Beck first established himself as an indie rock musician in the 1990s. His hit song "Loser" propelled him to mainstream success. He went on to write and perform songs for a number of films, from dramas like "Eternal Sunshine of a Spotless Mind" to comedies like "Nacho Libre." His songs also appeared in several unforgettable sitcoms of the early 2000s, including "The O.C." and "Friday Night Lights."

By the time he was approached to write the "Mad Men" theme prior to the show's release in 2007, Beck was well-accustomed to writing songs explicitly for television. He was known for his ability to capture the essence of a show or film and accentuate it in his songs.

The musician's intuition had served him well, but not always well enough to sniff out a hit. "My instinct has definitely gone awry; I could give you many examples," he confessed to Billboard. His biggest regret was turning down a request to write the "Mad Men" theme. "It's about ad executives in the '60s? They're going to make a show about that? Really? Um, I don't think so," he recalls telling executives. "Yeah, just like the best show ever made!"

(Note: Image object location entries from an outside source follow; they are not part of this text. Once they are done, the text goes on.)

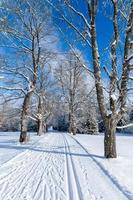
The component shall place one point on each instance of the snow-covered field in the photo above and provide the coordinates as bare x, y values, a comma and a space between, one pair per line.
58, 166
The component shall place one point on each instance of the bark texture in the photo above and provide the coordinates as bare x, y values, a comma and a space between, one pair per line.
24, 118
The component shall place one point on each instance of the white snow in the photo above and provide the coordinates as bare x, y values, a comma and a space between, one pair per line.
59, 166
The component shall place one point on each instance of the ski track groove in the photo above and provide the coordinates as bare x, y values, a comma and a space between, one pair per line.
53, 168
71, 175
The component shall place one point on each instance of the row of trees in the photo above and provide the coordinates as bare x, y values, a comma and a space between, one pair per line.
31, 67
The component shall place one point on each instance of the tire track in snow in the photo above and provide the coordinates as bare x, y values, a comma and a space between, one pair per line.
31, 176
73, 186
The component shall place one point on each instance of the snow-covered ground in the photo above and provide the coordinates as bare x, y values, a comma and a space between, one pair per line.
58, 166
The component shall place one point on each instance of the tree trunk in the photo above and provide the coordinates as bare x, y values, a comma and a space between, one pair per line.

Beck turned Mad Men down and has regretted it ever since

After Beck's rejection, "Mad Men" series creator Matthew Weiner went in search of a new song to define the series. He eventually found the track "A Beautiful Mine" by RJD2 while listening to NPR, he told (via Mic). "It had everything to it: Big old movie quality to it, and updated beat to it, it had drama. I just loved it," Weiner explained. RJD2 wasn't exactly a household name at the time, but he was a major producer in underground hip-hop, having worked with legends like Aesop Rock and MF Doom (under his alias Viktor Vaughn).

Weiner admired RJD2's song because it "had this sort of falling sound to it," as he described it to Business Insider. This inspired Weiner to transform the show's intro. The creator had very different ideas for the opening credits in his earlier drafts of the series, which he revealed to USA Today. These alternate versions included a simple montage of '50s-style advertisements and a white-washed vision of traditional suburban life.

As for Beck, he is still kicking himself for not considering the show more seriously. He blames his own fear of taking risks for this major blunder. "I wish I had more confidence," he admitted to Billboard. "I think that's probably my Achilles' heel." This fear kept him from attaching his name to one of the most successful shows of all time.

In its seven seasons on the air, "Mad Men" won more Emmys than Beck could count on his fingers. RJD2's theme song fits the show perfectly — a bygone era of cultural prosperity seen through a contemporary lens of cultural decline. A Beck song feels totally out of place in retrospect, but who knows what tone it might have set for the series?